Das Bundesverfassungsgericht hat nun entschieden, wie alle anderen Gerichte vorher auch schon diverse Male: Der Rundfunkbeitrag ist rechtskonform. Es gibt also nach wie vor keine Chance per Gericht die Abschaffung zu erwirken. Dies ist also nur auf politischem Wege zu erzielen, wenn man als Bürger den Beitrag denn abschaffen will. Aber eine Sache wurde dennoch erreicht. Bürger, die eine Zweitwohnung besitzen, müssen nicht ein zweites Mal den Rundfunkbeitrag bezahlen. Hier wichtige Kernaussagen des höchsten deutschen Gerichts von heute zum Rundfunkbeitrag, Zitat:

Wohnungen:

I. Die Ausgestaltung des Rundfunkbeitrags im privaten Bereich mit Ausnahme der Beitragspflicht für Zweitwohnungen ist verfassungsgemäß.

Autovermieter:

1. Die Möglichkeit des Rundfunkempfangs vermittelt den Betriebsstätteninhabern einen Vorteil. Sie können sich aus dem Rundfunkangebot Informationen für den Betrieb beschaffen sowie das Rundfunkangebot zur Information oder Unterhaltung ihrer Beschäftigten und ihrer Kundschaft nutzen.

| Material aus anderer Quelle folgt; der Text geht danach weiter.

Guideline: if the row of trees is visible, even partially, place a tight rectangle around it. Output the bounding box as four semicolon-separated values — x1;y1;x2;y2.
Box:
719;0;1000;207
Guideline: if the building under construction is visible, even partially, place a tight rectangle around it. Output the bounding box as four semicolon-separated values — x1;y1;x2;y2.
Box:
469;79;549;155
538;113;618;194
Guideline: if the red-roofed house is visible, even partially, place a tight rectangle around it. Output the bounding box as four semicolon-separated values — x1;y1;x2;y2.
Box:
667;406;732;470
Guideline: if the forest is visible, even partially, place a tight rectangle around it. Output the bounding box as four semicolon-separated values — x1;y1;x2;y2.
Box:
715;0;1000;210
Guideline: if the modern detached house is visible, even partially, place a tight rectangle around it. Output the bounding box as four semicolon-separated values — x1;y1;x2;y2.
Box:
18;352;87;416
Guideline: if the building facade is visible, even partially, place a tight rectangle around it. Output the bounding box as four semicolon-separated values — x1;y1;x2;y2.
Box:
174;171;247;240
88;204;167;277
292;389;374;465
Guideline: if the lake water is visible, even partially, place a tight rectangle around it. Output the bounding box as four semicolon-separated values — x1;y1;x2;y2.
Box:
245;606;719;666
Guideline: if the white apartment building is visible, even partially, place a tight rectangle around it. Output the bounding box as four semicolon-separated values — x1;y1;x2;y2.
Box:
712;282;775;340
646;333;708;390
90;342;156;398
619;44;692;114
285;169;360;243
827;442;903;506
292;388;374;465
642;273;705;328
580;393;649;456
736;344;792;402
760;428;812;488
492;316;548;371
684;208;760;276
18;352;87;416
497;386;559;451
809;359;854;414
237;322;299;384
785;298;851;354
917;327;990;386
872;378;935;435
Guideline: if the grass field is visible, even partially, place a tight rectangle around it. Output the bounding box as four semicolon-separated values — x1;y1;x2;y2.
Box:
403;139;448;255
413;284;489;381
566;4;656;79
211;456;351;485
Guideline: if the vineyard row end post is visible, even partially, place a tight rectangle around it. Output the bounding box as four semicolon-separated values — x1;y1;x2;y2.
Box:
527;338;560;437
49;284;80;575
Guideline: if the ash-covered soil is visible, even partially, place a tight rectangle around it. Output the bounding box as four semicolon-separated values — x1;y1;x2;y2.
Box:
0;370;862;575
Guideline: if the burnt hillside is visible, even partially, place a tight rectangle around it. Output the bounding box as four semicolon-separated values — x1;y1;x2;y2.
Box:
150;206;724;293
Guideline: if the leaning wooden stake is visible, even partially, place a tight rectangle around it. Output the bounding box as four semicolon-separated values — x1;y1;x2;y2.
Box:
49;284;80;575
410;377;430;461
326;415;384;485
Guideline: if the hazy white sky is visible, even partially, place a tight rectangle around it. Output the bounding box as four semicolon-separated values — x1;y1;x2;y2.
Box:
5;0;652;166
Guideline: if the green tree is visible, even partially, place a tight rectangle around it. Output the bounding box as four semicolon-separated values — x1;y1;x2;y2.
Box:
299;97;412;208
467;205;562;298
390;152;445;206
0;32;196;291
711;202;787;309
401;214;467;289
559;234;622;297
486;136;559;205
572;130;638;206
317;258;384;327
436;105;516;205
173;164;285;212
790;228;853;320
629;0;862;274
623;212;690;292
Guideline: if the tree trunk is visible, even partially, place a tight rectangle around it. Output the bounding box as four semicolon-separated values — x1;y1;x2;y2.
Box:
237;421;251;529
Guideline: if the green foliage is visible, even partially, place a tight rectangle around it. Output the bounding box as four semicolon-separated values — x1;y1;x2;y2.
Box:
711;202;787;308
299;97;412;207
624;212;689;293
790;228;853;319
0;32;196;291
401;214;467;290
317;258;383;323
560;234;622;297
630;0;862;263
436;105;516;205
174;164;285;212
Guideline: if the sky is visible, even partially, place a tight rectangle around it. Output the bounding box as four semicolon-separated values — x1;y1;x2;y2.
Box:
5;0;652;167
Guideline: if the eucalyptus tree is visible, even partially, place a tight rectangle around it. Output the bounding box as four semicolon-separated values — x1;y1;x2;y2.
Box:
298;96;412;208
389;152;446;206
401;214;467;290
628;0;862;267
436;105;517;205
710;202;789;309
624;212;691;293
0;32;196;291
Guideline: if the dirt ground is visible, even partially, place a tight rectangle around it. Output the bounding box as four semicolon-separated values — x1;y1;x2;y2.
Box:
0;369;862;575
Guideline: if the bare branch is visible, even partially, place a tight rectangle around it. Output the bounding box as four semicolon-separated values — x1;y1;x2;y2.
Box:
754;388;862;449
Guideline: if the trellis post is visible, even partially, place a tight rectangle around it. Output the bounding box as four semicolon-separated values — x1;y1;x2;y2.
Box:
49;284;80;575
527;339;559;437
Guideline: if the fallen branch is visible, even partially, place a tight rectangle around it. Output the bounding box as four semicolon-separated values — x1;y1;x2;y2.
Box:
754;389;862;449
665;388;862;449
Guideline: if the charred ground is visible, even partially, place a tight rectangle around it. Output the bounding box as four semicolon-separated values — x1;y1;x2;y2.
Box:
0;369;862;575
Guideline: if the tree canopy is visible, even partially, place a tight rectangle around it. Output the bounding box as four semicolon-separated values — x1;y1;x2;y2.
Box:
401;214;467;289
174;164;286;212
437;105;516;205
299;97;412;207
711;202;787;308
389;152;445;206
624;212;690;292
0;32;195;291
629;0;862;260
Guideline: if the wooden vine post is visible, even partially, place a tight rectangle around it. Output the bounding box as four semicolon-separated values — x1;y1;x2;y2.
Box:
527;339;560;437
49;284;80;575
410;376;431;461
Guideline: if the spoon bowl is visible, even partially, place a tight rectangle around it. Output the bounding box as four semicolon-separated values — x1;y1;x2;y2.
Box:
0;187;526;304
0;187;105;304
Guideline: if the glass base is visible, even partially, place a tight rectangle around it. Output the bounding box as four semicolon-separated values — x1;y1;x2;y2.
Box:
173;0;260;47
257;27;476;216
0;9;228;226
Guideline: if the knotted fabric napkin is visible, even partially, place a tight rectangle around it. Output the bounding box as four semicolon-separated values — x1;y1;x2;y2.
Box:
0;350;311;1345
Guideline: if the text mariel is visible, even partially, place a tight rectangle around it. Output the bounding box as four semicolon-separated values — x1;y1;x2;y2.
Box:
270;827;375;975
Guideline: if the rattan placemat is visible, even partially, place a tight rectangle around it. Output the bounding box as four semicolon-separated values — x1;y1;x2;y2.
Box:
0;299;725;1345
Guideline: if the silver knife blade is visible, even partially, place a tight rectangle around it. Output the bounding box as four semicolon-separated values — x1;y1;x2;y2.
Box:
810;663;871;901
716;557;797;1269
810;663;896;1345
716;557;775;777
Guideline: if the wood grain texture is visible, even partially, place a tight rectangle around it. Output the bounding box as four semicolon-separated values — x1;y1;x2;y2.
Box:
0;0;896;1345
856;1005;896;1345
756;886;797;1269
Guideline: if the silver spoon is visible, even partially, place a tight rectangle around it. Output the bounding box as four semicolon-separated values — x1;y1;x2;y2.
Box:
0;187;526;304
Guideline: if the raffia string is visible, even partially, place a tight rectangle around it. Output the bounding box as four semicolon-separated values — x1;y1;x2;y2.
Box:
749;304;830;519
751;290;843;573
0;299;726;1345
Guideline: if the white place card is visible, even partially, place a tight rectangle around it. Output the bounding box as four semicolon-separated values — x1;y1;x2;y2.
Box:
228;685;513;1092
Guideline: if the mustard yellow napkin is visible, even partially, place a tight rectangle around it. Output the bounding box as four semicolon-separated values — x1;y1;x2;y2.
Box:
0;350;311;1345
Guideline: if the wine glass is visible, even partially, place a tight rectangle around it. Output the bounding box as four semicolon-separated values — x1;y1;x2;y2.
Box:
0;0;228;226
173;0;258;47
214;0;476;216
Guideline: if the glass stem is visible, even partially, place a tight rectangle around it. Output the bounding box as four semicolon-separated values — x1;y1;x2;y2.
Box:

2. Ein zusätzlicher erwerbswirtschaftlicher Vorteil erwächst den Betriebsstätteninhabern durch die Möglichkeit, Rundfunk in betrieblich genutzten Kraftfahrzeugen zu empfangen. Bei Unternehmen, deren erwerbswirtschaftliche Betätigung schwerpunktmäßig in der Nutzung von Kraftfahrzeugen liegt, wird der Nutzungsvorteil zum Hauptvorteil. Bei Mietwagen liegt der abgeltungsfähige Vorteil im preisbildenden Faktor der Empfangsmöglichkeit.

3. Die Gesamtheit dieser zusätzlichen Vorteile haben die Gesetzgeber in verfassungsgemäßer Weise erfasst. Der Vorteil ist den Inhabern von Betriebsstätten und betrieblich genutzten Kraftfahrzeugen zurechenbar. Die konkrete Ausgestaltung der Beitragspflicht für Betriebsstätten und Kraftfahrzeuge ist belastungsgleich.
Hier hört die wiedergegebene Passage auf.